Aber wenn man dort zu Hause ist, wo das Herz zu Hause ist, dann kann man bereits einen Teil dieser Heimat im Cyberspace finden.

Also: funktioniert die virtuelle Gemeinschaft, oder nicht? Sollten wir alle abwandern in den Cyberspace oder ihm widerstehen – als einer noch dämonischeren Form von symbolorientierter Abstraktion? Ersetzt er das Wirkliche oder gibt es dort, in ihm, die Wirklichkeit selbst?

Es tut mir leid. Wie so viele wahre Dinge läßt sich auch dieses nicht in Schwarz oder Weiß sehen. Es ist auch nicht Grau in Grau, sondern, wie das übrige Leben, Schwarz UND Weiß. Beides UND keines. Ich suche hier nicht nach Ausflüchten, verharre nicht absichtlich in Wischiwaschi-Aussagen. Wir müssen einfach über unsere manichäische Einstellung hinwegkommen, daß alles entweder gut oder böse sein muß, und die Grenze zum Cyberspace scheint mir ein guter Ort zu sein, um diesen alten Satz von Filtern zurückzulassen.
Aber es ist wirklich alles nicht so wichtig. Wir gehen dorthin, ob wir wollen oder nicht. In fünf Jahren wird ein jeder, der diese Worte liest, eine e-mail Adresse besitzen … es sei denn, man ist ein so entschlossener Maschinenstürmer, daß man auch das Telefon und elektrischen Strom meidet.

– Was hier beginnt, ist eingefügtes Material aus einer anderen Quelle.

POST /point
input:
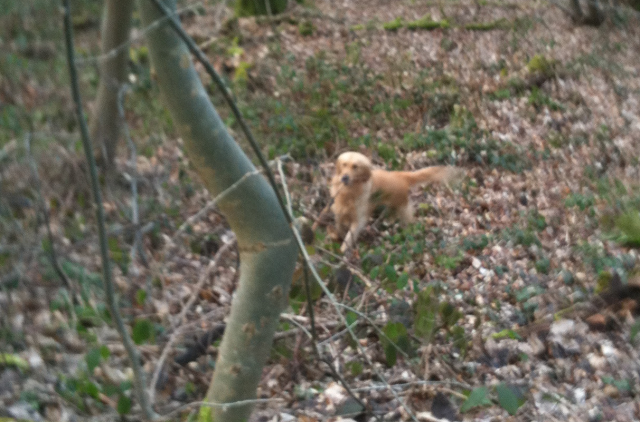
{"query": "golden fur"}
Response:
(357, 188)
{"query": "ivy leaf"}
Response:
(93, 358)
(142, 331)
(477, 397)
(105, 352)
(508, 399)
(351, 317)
(397, 338)
(124, 405)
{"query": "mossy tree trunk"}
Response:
(105, 125)
(267, 248)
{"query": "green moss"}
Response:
(488, 26)
(540, 64)
(393, 25)
(254, 8)
(428, 24)
(306, 28)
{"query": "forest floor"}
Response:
(514, 295)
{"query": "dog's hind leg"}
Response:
(405, 213)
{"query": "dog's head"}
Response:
(352, 168)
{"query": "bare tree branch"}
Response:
(133, 354)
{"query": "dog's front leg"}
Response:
(355, 229)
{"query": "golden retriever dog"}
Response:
(357, 188)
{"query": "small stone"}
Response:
(285, 417)
(35, 361)
(611, 391)
(579, 395)
(562, 327)
(597, 322)
(597, 362)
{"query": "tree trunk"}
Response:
(265, 240)
(105, 127)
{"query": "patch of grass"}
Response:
(521, 237)
(488, 26)
(582, 201)
(541, 65)
(393, 25)
(462, 142)
(539, 100)
(427, 23)
(306, 28)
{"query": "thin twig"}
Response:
(284, 185)
(53, 256)
(174, 336)
(97, 196)
(314, 336)
(139, 36)
(211, 204)
(133, 179)
(336, 306)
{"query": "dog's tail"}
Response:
(432, 174)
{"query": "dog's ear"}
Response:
(365, 173)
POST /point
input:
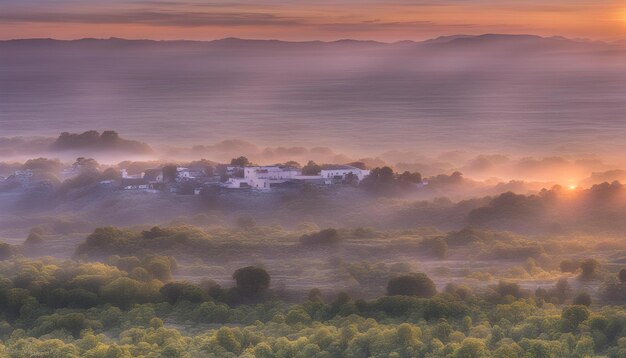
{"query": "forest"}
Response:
(388, 267)
(260, 291)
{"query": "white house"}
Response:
(262, 178)
(339, 172)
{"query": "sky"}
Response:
(298, 20)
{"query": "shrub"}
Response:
(569, 266)
(417, 284)
(589, 268)
(324, 237)
(583, 299)
(251, 281)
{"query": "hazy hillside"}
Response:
(324, 93)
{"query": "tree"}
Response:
(472, 348)
(239, 162)
(326, 236)
(569, 266)
(583, 299)
(311, 168)
(417, 284)
(182, 291)
(589, 268)
(170, 173)
(408, 177)
(251, 281)
(6, 251)
(574, 316)
(122, 292)
(562, 289)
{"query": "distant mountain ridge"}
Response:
(451, 39)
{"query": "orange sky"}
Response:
(308, 19)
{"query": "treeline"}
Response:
(123, 309)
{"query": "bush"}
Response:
(573, 316)
(583, 299)
(251, 281)
(569, 266)
(589, 268)
(324, 237)
(417, 284)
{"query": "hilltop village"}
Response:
(251, 177)
(192, 178)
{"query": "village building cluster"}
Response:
(196, 178)
(261, 178)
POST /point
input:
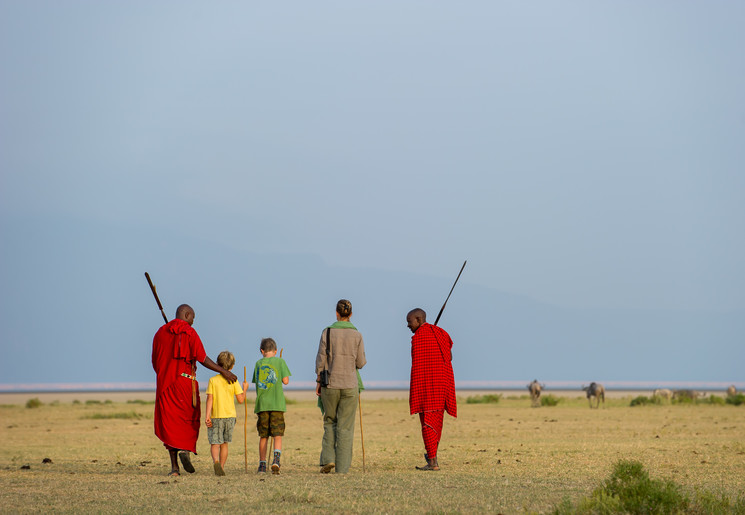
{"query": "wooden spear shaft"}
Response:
(245, 424)
(165, 318)
(362, 434)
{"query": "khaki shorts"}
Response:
(221, 430)
(270, 423)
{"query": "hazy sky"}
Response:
(587, 154)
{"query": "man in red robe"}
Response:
(176, 350)
(432, 389)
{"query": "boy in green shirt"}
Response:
(270, 373)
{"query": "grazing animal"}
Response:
(663, 393)
(597, 391)
(535, 392)
(686, 394)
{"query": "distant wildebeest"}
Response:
(597, 391)
(535, 392)
(663, 393)
(687, 395)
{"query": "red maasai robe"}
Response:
(176, 349)
(432, 383)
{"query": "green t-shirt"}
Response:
(268, 375)
(344, 325)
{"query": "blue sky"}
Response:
(582, 154)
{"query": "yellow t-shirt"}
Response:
(223, 401)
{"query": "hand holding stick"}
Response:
(451, 292)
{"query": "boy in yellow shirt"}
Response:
(220, 410)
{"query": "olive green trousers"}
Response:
(339, 412)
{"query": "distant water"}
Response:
(389, 385)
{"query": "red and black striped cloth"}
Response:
(432, 385)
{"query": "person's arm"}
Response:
(361, 359)
(229, 376)
(241, 397)
(208, 417)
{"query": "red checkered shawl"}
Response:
(432, 382)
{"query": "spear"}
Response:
(270, 449)
(451, 292)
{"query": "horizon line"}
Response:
(386, 385)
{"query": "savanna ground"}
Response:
(505, 457)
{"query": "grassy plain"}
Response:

Wenn wir erst einmal alle zusammen im Cyberspace sind, dann werden wir sehen, was der menschliche Geist und das elementare Verlangen nach Verbindung dort erschaffen können. Ich bin überzeugt, die Resultate werden menschenfreundlicher sein, wenn wir mit offenen Sinnen dorthin gehen, mit offenem Herzen, aufgeregt über das neue Abenteuer, anstatt uns wie ins Exil dorthin schleppen zu lassen.
Und wir müssen uns daran erinnern, daß bei der Reise in den Cyberspace, anders als bei früheren großen Wanderungen in neue Grenzbereiche, kaum von uns verlangt wird, den Ort zu verlassen, an dem wir uns befinden. Viele werden finden, wie ich es getan habe, daß sie die physische Realität sehr viel reichhaltiger zu schätzen lernen, nachdem sie etliches an Zeit in der Virtualität verbracht haben.

Trotz seiner gegenwärtigen (und vielleicht, auf manchen Gebieten, permanenten) Unzulänglichkeiten, sollten wir den Cyberspace voller Hoffnung betreten. Wobei grundlose Hoffnung, ähnlich wie bedingungslose Liebe, die einzige Art von Hoffnung sein mag, auf die es hier letztlich ankommen dürfte.